1828 composition by Franz Schubert

The Piano Trio No. 1 in B♭ major for piano, violin, and cello, D. 898, was written by Franz Schubert in 1827. The composer finished the work in 1828, in the last year of his life. It was published in 1836 as Opus 99, eight years after the composer's death. Like the E♭ major piano trio, it is an unusually large scale work for piano trio, taking around 40 minutes in total to perform.

==Structure==
The piano trio contains four movements:

The first movement (4/4, B♭ major) is in sonata form with two main themes in the exposition.

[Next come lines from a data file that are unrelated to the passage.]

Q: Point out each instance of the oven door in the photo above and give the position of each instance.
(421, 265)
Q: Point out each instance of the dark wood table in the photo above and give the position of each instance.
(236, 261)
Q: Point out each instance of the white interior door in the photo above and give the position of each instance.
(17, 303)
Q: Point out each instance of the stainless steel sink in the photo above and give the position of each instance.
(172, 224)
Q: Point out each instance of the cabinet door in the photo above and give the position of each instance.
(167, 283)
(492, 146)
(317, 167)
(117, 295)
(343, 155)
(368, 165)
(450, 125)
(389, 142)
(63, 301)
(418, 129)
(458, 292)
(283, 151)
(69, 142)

The first theme is characterized by dotted rhythms and irregular phrase lengths, while the second theme by contrast has lyrical melodies and regular phrases. As is typical in a classical piece, the development section expands on both themes, going into remote keys and often becoming turbulent. In the last section of the development, fragmented versions of the main theme are presented in a succession of keys, each closer to the central key than the one before.

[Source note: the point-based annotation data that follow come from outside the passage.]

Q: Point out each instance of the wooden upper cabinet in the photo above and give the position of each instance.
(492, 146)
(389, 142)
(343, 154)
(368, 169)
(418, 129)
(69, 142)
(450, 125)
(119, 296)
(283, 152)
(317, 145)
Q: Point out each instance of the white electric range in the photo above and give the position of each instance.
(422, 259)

The second movement (6/8, E♭ major) is in the style of a gondola song with a lilting melody and swaying rhythm. Like some of Schubert's other late slow movements, there is a contrasting section which is more turbulent. Soon after, however, calm is restored.

The third movement (3/4, B♭ major) is in the classical minuet form. The scherzo proper features heavy counterpoint, with the three instruments constantly imitating each other. The trio section is a relaxed waltz.

The principal theme of the last movement (rondo, 2/4, B♭ major) resembles that of one of Schubert's songs, "Skolie", although this resemblance might be accidental. A two-bar rhythm is prevalent, giving the marked impression of alla breve time rather than 2/4, almost as if Schubert notated it 2/4 to avoid the frequent syncopations (in the equivalent alla breve, the music starts from the weak beat) which, though sounding smooth in actual performance, look clunky and cumbersome on the score. The sections in 2/4 are interrupted three times by passages in 3/2 time, in the style of a polonaise. These give further credence to the theory that the minim is in fact the basic time unit in this movement. The music ends with a coda marked Presto.

== Discography ==
- Alfred Cortot, piano; Jacques Thibaud, violin; Pablo Casals, cello (Kingsway Hall, London, July 5 and 6, 1926; originally released in October 1926 as HMV DB947/50, with US issue as Victor set M 11)
- New York Trio (Clarence Adler, piano; Louis Edlin, violin; Cornelius van Vliet, cello) (May 24, 1928; released late 1928 as Edison Diamond Discs 80898/901; deleted December 31, 1929)
- Leo Nadelmann, piano; Serge Blanc, violin; Leo Rostal, cello (1952), (Musical Masterpiece Society, European subsidiary of Concert Hall Society, MMS-119)
- Eugene Istomin, piano; Isaac Stern, violin; Leonard Rose, cello (1964).
- Trio Dali (Amandine Savary, piano; Jack Liebeck, violin; Christian-Pierre La Marca, cello), (2011).
- Busch Trio (Mathieu van Bellen, violin; Ori Epstein, cello; Omri Epstein, piano), (2022).
- Christian Tetzlaff, violin, Tanja Tetzlaff, cello, and Lars Vogt, piano, (2023).